The measure of both outcome and exposure was imprecise and not available on the same regular basis for all patients. Furthermore, as the number of visits and the time span of EUSTAR-documented visits differ between patients with and without SRC, time-varying exposure variables may not be observed with the same likelihood. However, the most important findings were shown to be stable within different definitions of the exposure (time-varying versus baseline and anytime).

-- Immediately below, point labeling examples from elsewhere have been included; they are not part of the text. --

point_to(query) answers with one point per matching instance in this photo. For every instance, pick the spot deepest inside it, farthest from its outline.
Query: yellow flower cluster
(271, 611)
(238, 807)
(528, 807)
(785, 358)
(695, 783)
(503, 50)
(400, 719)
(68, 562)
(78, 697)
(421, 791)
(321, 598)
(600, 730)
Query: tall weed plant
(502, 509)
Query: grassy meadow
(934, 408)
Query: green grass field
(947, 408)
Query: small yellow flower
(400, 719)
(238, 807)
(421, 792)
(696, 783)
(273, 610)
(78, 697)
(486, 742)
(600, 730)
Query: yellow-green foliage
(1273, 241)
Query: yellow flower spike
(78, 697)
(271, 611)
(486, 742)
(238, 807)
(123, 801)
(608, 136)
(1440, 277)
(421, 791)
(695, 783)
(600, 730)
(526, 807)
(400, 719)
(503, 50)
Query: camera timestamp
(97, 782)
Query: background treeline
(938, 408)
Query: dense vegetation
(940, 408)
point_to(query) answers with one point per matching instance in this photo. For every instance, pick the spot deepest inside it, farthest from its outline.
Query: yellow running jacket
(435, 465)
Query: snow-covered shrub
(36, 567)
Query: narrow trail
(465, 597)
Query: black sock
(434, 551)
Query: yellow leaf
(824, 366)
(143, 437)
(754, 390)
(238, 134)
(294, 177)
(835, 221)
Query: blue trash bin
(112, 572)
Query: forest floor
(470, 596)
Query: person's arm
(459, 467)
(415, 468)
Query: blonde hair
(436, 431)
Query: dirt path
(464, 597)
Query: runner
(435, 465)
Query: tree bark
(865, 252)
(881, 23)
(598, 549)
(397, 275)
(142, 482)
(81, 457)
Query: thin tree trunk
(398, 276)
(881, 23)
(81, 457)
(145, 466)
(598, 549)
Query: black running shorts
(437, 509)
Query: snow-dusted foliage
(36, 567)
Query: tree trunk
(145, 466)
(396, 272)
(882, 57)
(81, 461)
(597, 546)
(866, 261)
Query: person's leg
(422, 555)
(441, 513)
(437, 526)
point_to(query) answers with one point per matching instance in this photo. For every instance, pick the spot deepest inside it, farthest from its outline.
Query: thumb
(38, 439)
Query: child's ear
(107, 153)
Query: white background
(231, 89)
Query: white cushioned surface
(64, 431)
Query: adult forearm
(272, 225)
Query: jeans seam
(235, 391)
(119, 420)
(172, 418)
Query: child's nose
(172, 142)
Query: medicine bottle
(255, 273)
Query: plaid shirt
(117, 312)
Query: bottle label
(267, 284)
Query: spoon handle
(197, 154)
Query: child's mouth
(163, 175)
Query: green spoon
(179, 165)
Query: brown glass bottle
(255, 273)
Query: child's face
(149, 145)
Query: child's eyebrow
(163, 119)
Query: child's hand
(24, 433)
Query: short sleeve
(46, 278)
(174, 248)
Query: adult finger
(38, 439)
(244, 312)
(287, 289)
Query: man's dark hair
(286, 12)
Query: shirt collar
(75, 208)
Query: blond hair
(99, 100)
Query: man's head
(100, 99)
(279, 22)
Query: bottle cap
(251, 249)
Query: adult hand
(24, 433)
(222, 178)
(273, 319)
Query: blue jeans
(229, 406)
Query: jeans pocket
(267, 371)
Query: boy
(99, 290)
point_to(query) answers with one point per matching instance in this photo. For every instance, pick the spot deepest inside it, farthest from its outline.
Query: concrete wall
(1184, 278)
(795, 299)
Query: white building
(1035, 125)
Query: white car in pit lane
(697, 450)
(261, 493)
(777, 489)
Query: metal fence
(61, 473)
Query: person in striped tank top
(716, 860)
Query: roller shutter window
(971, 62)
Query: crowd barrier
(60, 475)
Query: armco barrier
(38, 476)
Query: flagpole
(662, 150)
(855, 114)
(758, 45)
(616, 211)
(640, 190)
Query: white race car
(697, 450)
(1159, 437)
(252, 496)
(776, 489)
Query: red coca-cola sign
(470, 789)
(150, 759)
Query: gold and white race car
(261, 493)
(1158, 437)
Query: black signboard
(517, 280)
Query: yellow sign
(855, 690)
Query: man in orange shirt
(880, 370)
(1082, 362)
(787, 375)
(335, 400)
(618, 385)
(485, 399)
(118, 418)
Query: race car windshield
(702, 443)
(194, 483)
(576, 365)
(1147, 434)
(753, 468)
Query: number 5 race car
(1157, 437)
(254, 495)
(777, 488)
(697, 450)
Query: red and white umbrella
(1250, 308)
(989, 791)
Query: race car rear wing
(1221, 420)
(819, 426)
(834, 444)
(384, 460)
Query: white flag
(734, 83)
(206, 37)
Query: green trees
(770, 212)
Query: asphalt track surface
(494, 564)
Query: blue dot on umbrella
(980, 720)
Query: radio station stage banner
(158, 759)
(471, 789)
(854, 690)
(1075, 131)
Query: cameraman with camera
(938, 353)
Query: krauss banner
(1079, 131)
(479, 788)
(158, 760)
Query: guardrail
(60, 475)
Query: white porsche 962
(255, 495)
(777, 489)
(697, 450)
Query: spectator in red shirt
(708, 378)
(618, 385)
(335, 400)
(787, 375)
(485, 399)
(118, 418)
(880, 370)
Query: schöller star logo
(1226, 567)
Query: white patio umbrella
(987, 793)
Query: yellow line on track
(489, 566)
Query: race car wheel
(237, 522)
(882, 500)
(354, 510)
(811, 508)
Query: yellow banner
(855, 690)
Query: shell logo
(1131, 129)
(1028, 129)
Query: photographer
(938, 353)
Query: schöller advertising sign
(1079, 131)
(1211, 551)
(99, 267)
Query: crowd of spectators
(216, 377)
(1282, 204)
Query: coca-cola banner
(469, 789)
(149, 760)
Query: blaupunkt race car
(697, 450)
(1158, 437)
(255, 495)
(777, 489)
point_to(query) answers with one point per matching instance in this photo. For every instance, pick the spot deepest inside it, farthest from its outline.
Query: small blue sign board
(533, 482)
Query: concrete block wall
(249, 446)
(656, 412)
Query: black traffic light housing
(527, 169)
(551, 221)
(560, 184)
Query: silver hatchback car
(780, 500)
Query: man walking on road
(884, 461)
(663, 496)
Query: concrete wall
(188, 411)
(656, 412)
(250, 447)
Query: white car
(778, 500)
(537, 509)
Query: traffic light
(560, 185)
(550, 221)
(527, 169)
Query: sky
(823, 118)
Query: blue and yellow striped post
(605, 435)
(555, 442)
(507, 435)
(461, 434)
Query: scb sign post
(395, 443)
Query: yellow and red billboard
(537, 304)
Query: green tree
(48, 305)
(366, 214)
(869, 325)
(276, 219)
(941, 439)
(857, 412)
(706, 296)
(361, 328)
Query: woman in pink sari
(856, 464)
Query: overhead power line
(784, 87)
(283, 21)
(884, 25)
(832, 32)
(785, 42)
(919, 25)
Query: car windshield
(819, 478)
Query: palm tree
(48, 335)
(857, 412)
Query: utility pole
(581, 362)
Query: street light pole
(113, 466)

Antibodies to RNA polymerase III are known to be associated with SRC. Unfortunately, their measurement has not been a routine procedure in most of the associated EUSTAR centers so far. Therefore, we were not able to give additional information about RNA polymerase III antibodies and their link to SRC as discussed here but this should clearly be addressed in future studies.

Conclusion

ACEi in SSc patients with concomitant arterial hypertension display an independent risk factor for the development of SRC. Still, they are the mainstay of treatment once SRC is established. ARBs might be a safe option in the treatment of arterial hypertension with a possibly lower risk for development of SRC. Yet, the overall safety of alternative antihypertensive drugs in SSc patients needs to be studied.